University of Vermont Provost and Senior Vice President Patty Prelock has announced that David Warshaw, Ph.D., professor and chair of molecular physiology and biophysics at the UVM Larner College of Medicine, is a 2021 recipient of the University Distinguished Professor Award – the highest academic honor that UVM can bestow upon a member of the faculty.

David Warshaw, Ph.D., University Distinguished Professor (Photo: David Seaver)

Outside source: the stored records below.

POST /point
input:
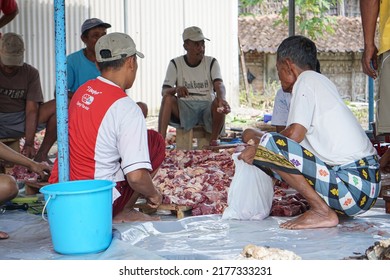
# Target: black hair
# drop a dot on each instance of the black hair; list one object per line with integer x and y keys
{"x": 300, "y": 50}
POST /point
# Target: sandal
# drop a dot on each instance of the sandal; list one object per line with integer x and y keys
{"x": 3, "y": 235}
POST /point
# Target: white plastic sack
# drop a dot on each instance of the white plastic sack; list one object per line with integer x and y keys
{"x": 250, "y": 194}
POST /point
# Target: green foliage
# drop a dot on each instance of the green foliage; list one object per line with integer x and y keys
{"x": 311, "y": 16}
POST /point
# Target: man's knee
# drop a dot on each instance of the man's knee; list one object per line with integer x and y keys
{"x": 9, "y": 188}
{"x": 156, "y": 144}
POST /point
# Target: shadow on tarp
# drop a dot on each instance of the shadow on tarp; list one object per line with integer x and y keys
{"x": 201, "y": 238}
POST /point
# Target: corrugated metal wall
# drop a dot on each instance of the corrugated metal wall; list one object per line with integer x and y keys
{"x": 156, "y": 27}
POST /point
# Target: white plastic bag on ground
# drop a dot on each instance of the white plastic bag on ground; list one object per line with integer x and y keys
{"x": 250, "y": 194}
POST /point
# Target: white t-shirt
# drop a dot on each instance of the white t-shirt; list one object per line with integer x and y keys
{"x": 281, "y": 108}
{"x": 333, "y": 132}
{"x": 198, "y": 80}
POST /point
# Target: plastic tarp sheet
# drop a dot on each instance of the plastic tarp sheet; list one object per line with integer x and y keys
{"x": 201, "y": 238}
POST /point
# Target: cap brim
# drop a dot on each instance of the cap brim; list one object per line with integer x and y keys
{"x": 13, "y": 60}
{"x": 197, "y": 39}
{"x": 141, "y": 55}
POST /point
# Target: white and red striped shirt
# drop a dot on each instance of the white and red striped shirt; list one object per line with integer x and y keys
{"x": 107, "y": 134}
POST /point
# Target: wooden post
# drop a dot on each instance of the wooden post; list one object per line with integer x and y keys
{"x": 243, "y": 66}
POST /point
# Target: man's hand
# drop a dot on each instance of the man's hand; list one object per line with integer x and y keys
{"x": 248, "y": 154}
{"x": 29, "y": 151}
{"x": 384, "y": 162}
{"x": 223, "y": 107}
{"x": 154, "y": 201}
{"x": 182, "y": 92}
{"x": 43, "y": 170}
{"x": 370, "y": 61}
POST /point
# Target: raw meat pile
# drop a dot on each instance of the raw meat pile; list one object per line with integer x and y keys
{"x": 22, "y": 174}
{"x": 196, "y": 178}
{"x": 201, "y": 179}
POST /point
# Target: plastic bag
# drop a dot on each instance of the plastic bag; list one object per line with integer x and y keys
{"x": 250, "y": 194}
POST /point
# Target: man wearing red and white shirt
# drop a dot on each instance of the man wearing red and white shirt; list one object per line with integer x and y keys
{"x": 108, "y": 138}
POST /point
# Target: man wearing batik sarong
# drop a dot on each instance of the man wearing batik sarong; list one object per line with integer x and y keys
{"x": 323, "y": 153}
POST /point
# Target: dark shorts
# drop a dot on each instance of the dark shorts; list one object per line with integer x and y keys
{"x": 12, "y": 125}
{"x": 193, "y": 113}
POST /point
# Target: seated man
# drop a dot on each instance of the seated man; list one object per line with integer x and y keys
{"x": 323, "y": 153}
{"x": 108, "y": 138}
{"x": 21, "y": 100}
{"x": 282, "y": 106}
{"x": 188, "y": 97}
{"x": 8, "y": 186}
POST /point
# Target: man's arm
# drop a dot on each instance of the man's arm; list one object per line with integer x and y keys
{"x": 8, "y": 17}
{"x": 295, "y": 132}
{"x": 369, "y": 10}
{"x": 12, "y": 156}
{"x": 32, "y": 110}
{"x": 220, "y": 91}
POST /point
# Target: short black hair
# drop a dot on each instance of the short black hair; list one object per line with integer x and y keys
{"x": 300, "y": 50}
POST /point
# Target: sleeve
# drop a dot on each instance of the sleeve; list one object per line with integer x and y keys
{"x": 302, "y": 105}
{"x": 281, "y": 109}
{"x": 215, "y": 70}
{"x": 70, "y": 74}
{"x": 171, "y": 75}
{"x": 133, "y": 139}
{"x": 34, "y": 90}
{"x": 9, "y": 6}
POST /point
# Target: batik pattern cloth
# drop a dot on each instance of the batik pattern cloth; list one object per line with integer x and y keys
{"x": 349, "y": 189}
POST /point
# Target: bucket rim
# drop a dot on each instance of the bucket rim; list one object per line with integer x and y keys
{"x": 46, "y": 189}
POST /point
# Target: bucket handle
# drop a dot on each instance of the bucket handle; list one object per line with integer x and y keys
{"x": 44, "y": 208}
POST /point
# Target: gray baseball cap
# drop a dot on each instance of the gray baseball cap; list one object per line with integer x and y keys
{"x": 93, "y": 22}
{"x": 114, "y": 46}
{"x": 193, "y": 33}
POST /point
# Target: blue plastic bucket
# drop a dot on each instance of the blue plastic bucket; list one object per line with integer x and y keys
{"x": 267, "y": 118}
{"x": 80, "y": 215}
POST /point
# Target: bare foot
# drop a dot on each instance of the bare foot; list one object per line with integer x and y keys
{"x": 43, "y": 160}
{"x": 313, "y": 219}
{"x": 132, "y": 215}
{"x": 3, "y": 235}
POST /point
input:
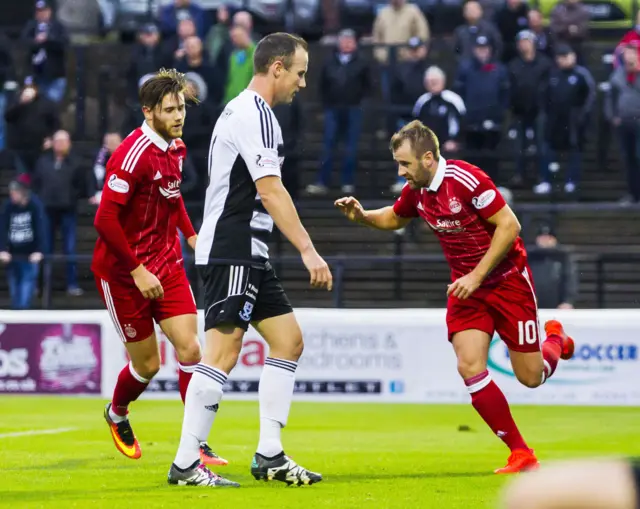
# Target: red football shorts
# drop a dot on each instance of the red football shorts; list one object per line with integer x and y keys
{"x": 133, "y": 315}
{"x": 510, "y": 309}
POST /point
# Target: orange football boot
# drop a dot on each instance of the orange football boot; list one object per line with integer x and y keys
{"x": 123, "y": 436}
{"x": 208, "y": 457}
{"x": 520, "y": 460}
{"x": 568, "y": 346}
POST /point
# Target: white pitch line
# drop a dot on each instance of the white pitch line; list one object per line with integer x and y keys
{"x": 32, "y": 432}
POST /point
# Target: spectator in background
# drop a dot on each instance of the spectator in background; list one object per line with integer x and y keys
{"x": 569, "y": 23}
{"x": 31, "y": 122}
{"x": 528, "y": 73}
{"x": 511, "y": 19}
{"x": 60, "y": 181}
{"x": 407, "y": 80}
{"x": 194, "y": 62}
{"x": 567, "y": 100}
{"x": 632, "y": 37}
{"x": 442, "y": 110}
{"x": 290, "y": 119}
{"x": 146, "y": 58}
{"x": 544, "y": 42}
{"x": 345, "y": 81}
{"x": 483, "y": 85}
{"x": 240, "y": 63}
{"x": 48, "y": 42}
{"x": 6, "y": 75}
{"x": 171, "y": 15}
{"x": 622, "y": 108}
{"x": 22, "y": 240}
{"x": 465, "y": 36}
{"x": 553, "y": 271}
{"x": 395, "y": 24}
{"x": 110, "y": 143}
{"x": 217, "y": 42}
{"x": 173, "y": 47}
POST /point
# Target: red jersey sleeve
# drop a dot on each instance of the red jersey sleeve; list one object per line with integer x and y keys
{"x": 405, "y": 205}
{"x": 482, "y": 193}
{"x": 123, "y": 173}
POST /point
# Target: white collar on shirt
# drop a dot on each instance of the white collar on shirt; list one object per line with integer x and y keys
{"x": 439, "y": 176}
{"x": 155, "y": 137}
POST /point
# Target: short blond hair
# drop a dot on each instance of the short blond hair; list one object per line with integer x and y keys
{"x": 421, "y": 138}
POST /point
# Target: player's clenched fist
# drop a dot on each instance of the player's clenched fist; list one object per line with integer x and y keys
{"x": 147, "y": 283}
{"x": 351, "y": 208}
{"x": 318, "y": 269}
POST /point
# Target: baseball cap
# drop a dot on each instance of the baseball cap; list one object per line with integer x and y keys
{"x": 482, "y": 40}
{"x": 414, "y": 42}
{"x": 562, "y": 50}
{"x": 526, "y": 34}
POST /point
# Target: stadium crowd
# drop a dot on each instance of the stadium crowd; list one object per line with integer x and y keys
{"x": 516, "y": 81}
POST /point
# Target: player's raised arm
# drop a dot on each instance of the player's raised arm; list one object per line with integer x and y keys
{"x": 382, "y": 219}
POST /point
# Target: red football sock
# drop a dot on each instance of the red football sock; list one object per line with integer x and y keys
{"x": 551, "y": 350}
{"x": 128, "y": 388}
{"x": 184, "y": 377}
{"x": 490, "y": 403}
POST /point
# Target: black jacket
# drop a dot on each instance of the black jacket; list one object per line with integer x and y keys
{"x": 567, "y": 100}
{"x": 30, "y": 123}
{"x": 408, "y": 82}
{"x": 60, "y": 186}
{"x": 484, "y": 88}
{"x": 509, "y": 23}
{"x": 22, "y": 228}
{"x": 526, "y": 79}
{"x": 345, "y": 84}
{"x": 47, "y": 59}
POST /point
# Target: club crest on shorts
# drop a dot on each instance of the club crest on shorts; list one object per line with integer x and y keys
{"x": 245, "y": 314}
{"x": 454, "y": 205}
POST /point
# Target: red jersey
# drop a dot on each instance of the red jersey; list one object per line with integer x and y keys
{"x": 143, "y": 181}
{"x": 456, "y": 207}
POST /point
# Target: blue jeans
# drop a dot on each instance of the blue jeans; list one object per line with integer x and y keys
{"x": 22, "y": 276}
{"x": 3, "y": 106}
{"x": 66, "y": 221}
{"x": 574, "y": 164}
{"x": 55, "y": 89}
{"x": 348, "y": 122}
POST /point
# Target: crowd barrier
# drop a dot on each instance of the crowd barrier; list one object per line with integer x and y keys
{"x": 350, "y": 355}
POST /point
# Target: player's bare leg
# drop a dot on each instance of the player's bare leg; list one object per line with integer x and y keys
{"x": 284, "y": 337}
{"x": 581, "y": 484}
{"x": 472, "y": 351}
{"x": 532, "y": 369}
{"x": 132, "y": 381}
{"x": 182, "y": 332}
{"x": 223, "y": 345}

University of Vermont Provost and Senior Vice President Patty Prelock has announced that David Warshaw, Ph.D., professor and chair of molecular physiology and biophysics at the UVM Larner College of Medicine, is a 2021 recipient of the University Distinguished Professor Award – the highest academic honor that UVM can bestow upon a member of the faculty.

Other 2021 faculty recipients of this honor are Michael Giangreco, Ph.D., professor of education, and Jianke Yang, Ph.D., professor of mathematics and statistics.

This title recognizes faculty members who have achieved an international reputation as top scholars within their respective fields of study and made transformative contributions to the advancement of knowledge. No more than five percent of full professors may hold an active appointment as a University Distinguished Professor at any one time. They serve as an informal advisory body to the leadership of the university.

A 1978 UVM doctoral degree alum, Warshaw is an internationally renowned leader in the structure and function of tiny, myosin molecular motors that power both muscle contraction and the transport of intracellular cargo, such as insulin granules. His groundbreaking discoveries over the course of his career include developing technology to measure the molecular-level force generated by these tiny motor proteins. This technological advance was critical to his paradigm-shifting discovery that patients with hypertrophic cardiomyopathy (HCM) have a genetic mutation to the cardiac myosin that results in the motor generating greater power than normal. In response, the heart enlarges and stops pumping blood effectively, leading to heart failure and most notably sudden death in young athletes. His discovery was the basis for the design of drugs being successfully used to “throttle back” the heart’s molecular motor in patients with HCM.

Warshaw is described by his peers as being able to illuminate “the complexity of muscle mechanics” while communicating “complex concepts in ways students, physicians and scientists without his expertise can appreciate the elegance and the impact of his science”. This is equally evident in his 137 publications that have been cited over 10,000 times.

Following a postdoctoral fellowship at the University of Massachusetts Medical School, Warshaw joined the faculty in 1983 and established his own laboratory, where in addition to studying individual molecular motor proteins (myosin), he and his team pioneered the use of state-of-the-art techniques, including single molecule motility assays and laser traps.

The recipient of the Larner College of Medicine’s Distinguished Graduate Alumni Award in 2017, Warshaw has been the longtime principal investigator of a National Institutes of Health (NIH) Program Project Grant focused on the molecular basis of genetic heart failure. His additional honors include recognition as an Established Investigator and Fellow of the American Heart Association, Fellow of the Biophysical Society, and member of the Vermont Academy of Science and Engineering. He has organized numerous international conferences and symposia and serves on a number of NIH review panels. He has mentored roughly 30 pre- and postdoctoral fellows while at UVM; many of who have gone on to successful careers in academia.

Other Larner College of Medicine faculty members who currently hold the title of University Distinguished Professor are Ralph Budd, M.D., from the Department of Medicine, Brooke Mossman, Ph.D., from the Department of Pathology and Laboratory Medicine, Mark Nelson, Ph.D., from the Department of Pharmacology, and Russell Tracy, Ph.D., from the Department of Pathology and Laboratory Medicine.